Putting these two faces of Aventura side by side makes them appear difficult to reconcile.
Taking hard-earned money and depositing it to languish in stodgy banks strikes me as a practice for people who are slow to change their ways, clinging to old patterns of behavior long after they have ceased to be either relevant or beneficial.
By contrast, writing a big check to a medical practice for elective surgery to improve one’s physical form and appearance comes across as a risk-taking, revolutionary act.
Perhaps, then, there are two Aventuras. Half of us are showcasing our original faces, or what remains of them. We are stuck working well beyond our natural retirement age because our money is “in the bank,” where guys with MBAs build fortunes from it without including us in the dividend.

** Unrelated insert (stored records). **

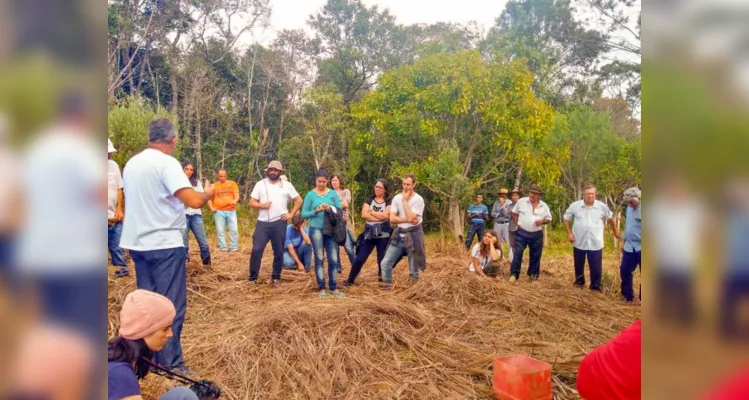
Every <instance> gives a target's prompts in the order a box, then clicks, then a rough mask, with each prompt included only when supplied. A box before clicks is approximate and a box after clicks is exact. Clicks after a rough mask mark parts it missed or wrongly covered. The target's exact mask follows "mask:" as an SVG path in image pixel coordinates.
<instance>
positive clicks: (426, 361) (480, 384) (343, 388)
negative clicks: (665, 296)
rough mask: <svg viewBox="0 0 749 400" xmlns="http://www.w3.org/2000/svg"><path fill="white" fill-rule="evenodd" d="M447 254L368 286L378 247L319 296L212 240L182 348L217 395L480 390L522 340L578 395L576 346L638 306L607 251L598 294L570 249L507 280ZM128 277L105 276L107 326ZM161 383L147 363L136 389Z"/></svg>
mask: <svg viewBox="0 0 749 400" xmlns="http://www.w3.org/2000/svg"><path fill="white" fill-rule="evenodd" d="M191 249H195V251H197V246H194V245H193V246H192V247H191ZM269 253H270V248H268V249H267V252H266V257H265V259H264V260H263V268H262V270H261V276H260V278H261V280H267V279H269V277H270V269H271V268H270V261H271V260H270V257H271V256H270V254H269ZM342 253H343V251H342ZM448 253H449V254H438V253H436V250H434V249H430V251H429V253H428V254H429V263H430V265H429V268H428V269H427V271H426V272H425V273H423V275H422V278H421V279H420V282H419V283H417V284H415V285H413V286H407V285H404V284H403V282H408V267H407V265H406V261H405V260H402V261H401V263H399V265H398V267H397V268H396V269H395V279H396V288H395V290H394V291H393V292H381V291H379V290H377V276H376V270H377V267H376V265H375V264H374V262H373V261H374V258H375V257H374V254H373V255H372V257H371V260H370V261H369V263H368V264H367V265H365V267H364V270H363V272H362V275H360V277H359V279H358V281H357V284H358V285H357V286H354V287H352V288H350V289H348V290H346V297H345V298H333V297H329V298H327V299H320V298H318V297H317V295H316V292H315V288H316V284H315V283H314V278H313V275H307V274H300V273H297V272H286V271H284V274H283V280H284V286H283V287H282V288H281V289H275V290H274V289H272V288H271V287H270V286H269V285H258V286H251V285H250V284H248V282H247V281H246V279H247V265H248V258H249V257H248V255H247V254H246V251H245V252H244V253H218V252H216V253H214V254H213V257H214V267H213V270H211V271H204V270H202V267H201V266H200V265H198V264H197V263H195V262H194V261H191V262H190V263H189V265H188V271H189V274H188V275H189V277H188V312H187V318H186V322H185V328H184V331H183V337H182V344H183V349H184V353H185V360H186V362H187V363H188V365H189V366H190V367H191V368H192V369H193V370H194V371H195V372H196V374H197V375H198V376H199V377H200V378H204V379H210V380H213V381H215V382H217V383H218V384H219V385H220V386H221V387H222V389H223V391H224V395H223V396H222V398H226V399H361V398H367V399H395V398H399V399H467V398H480V399H489V398H492V392H491V365H492V359H493V357H494V356H495V355H505V354H515V353H524V354H528V355H531V356H533V357H535V358H538V359H542V360H546V361H547V362H549V363H552V364H553V384H554V397H555V398H557V399H574V398H577V397H576V393H575V391H574V387H575V376H576V370H577V362H578V360H579V357H580V356H581V355H583V354H584V353H586V352H587V351H589V350H590V349H592V348H594V347H595V346H597V345H599V344H601V343H604V342H605V341H607V340H609V339H610V338H611V337H613V336H614V335H615V334H616V333H617V332H619V331H620V330H621V329H623V328H624V327H626V326H627V325H629V324H630V323H631V322H632V321H633V320H635V319H636V318H637V317H638V315H639V313H640V309H639V307H633V306H628V305H624V304H622V303H621V302H619V301H618V298H617V296H616V294H615V293H616V292H618V281H617V280H616V279H612V278H610V277H611V276H616V275H618V274H616V272H615V271H616V270H618V268H616V267H617V266H618V263H617V260H616V258H615V256H609V257H605V259H604V263H605V266H604V269H605V270H607V271H608V274H607V276H608V277H609V278H605V279H604V285H605V292H606V293H605V294H604V295H596V294H592V293H589V292H588V291H587V290H581V289H577V288H574V287H572V285H571V282H572V276H573V272H572V264H571V258H572V256H571V254H569V256H568V257H555V258H550V257H547V258H545V259H544V260H543V262H542V275H541V279H540V280H539V281H538V282H535V283H531V282H529V281H528V280H527V279H522V278H521V280H520V281H519V282H517V283H515V284H510V283H508V282H507V281H506V280H505V279H498V280H491V279H487V278H479V277H477V276H475V275H473V274H471V273H469V272H468V270H467V268H466V266H467V262H466V258H465V257H466V256H465V255H464V254H463V252H462V250H460V249H459V248H457V247H456V248H453V249H451V250H450V251H449V252H448ZM570 253H571V252H570ZM192 258H193V260H196V259H198V258H199V257H197V254H193V255H192ZM344 258H345V257H344ZM344 264H345V266H344V272H343V274H342V275H339V281H343V279H344V278H343V277H345V276H347V273H348V271H347V270H348V268H346V267H347V264H348V262H347V261H344ZM507 269H508V267H507V266H505V268H504V271H503V275H505V276H506V275H507V271H508V270H507ZM523 272H525V265H524V270H523ZM521 277H524V275H521ZM134 281H135V280H134V278H132V277H131V278H125V279H124V280H110V282H109V316H110V334H112V333H113V332H115V331H116V329H117V310H118V309H119V304H120V303H121V301H122V299H124V297H125V295H126V294H127V293H128V292H129V291H131V290H133V289H134V288H135V283H134ZM166 385H168V382H165V380H164V379H163V378H161V377H151V376H149V378H147V379H146V382H145V383H144V385H143V391H144V395H145V398H147V399H148V398H155V397H156V396H157V395H158V394H160V393H162V392H163V390H164V389H165V388H166V387H167V386H166ZM149 396H150V397H149Z"/></svg>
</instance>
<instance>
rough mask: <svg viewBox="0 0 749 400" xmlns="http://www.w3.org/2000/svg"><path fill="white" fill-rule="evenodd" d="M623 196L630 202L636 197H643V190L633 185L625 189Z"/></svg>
mask: <svg viewBox="0 0 749 400" xmlns="http://www.w3.org/2000/svg"><path fill="white" fill-rule="evenodd" d="M622 197H623V198H624V201H625V202H629V201H631V200H633V199H634V198H638V199H642V192H641V191H640V189H638V188H636V187H631V188H629V189H627V190H625V191H624V195H623V196H622Z"/></svg>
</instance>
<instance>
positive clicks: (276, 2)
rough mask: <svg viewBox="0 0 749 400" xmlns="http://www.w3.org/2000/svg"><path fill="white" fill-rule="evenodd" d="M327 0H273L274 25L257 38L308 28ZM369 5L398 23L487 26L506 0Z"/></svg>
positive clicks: (269, 38)
mask: <svg viewBox="0 0 749 400" xmlns="http://www.w3.org/2000/svg"><path fill="white" fill-rule="evenodd" d="M325 3H326V0H272V1H271V5H272V7H273V13H272V15H271V21H270V23H271V26H270V27H269V28H267V29H266V30H265V31H261V30H257V31H256V32H255V35H256V39H257V40H258V41H260V42H262V43H269V42H270V41H272V40H273V38H274V37H275V33H276V31H279V30H282V29H298V28H303V29H307V24H306V21H307V18H309V16H310V15H311V14H314V13H316V12H317V11H318V10H320V9H321V8H322V7H323V5H325ZM363 3H364V4H366V5H367V6H373V5H377V7H378V8H379V9H380V10H382V9H385V8H387V9H389V10H390V13H391V14H392V15H394V16H395V21H396V23H398V24H405V25H410V24H415V23H426V24H432V23H435V22H439V21H442V22H458V23H467V22H469V21H476V22H478V23H479V25H483V27H484V29H486V30H488V29H489V28H490V27H491V26H492V25H494V20H495V19H496V18H497V17H498V16H499V14H501V13H502V10H504V8H505V4H507V0H458V1H455V0H363Z"/></svg>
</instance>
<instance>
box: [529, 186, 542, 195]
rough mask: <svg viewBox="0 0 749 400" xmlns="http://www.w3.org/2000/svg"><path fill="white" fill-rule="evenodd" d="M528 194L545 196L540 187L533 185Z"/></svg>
mask: <svg viewBox="0 0 749 400" xmlns="http://www.w3.org/2000/svg"><path fill="white" fill-rule="evenodd" d="M528 192H529V193H535V194H544V191H543V190H541V187H540V186H538V185H531V187H530V188H529V189H528Z"/></svg>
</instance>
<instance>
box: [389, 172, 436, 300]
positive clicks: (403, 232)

Big signs in our lovely branch office tell us we are earning 0.25 percent, but only with a minimum balance of $100,000 -- or something like that. We are firmly convinced that nothing has changed since we began our passbook account on Bank Day in third grade in the 1950s.
The other half are savvy investors whose money is working overtime in high-powered hedge funds. The only bank account we have maintains a $5 balance to stay open, and then only so our tax refund can be direct deposited there once a year. With all our extra cash, we are jet-setting around to exotic destinations.
And with all that energetic bustle in our lives, our old face simply will not do anymore. To help keep our chemistry fresh, we make periodic visits to the operating table.
Or is there really just one Aventura with a split personality? Maybe the answer lies in the advertising slogan of one local human chop shop, promising through Botox and rhinoplasty and whatnot to “reverse the aging process.”
Could it be that this effort to reclaim our lost youth has inadvertently brought us back to the third grade? Not that there is anything wrong with that.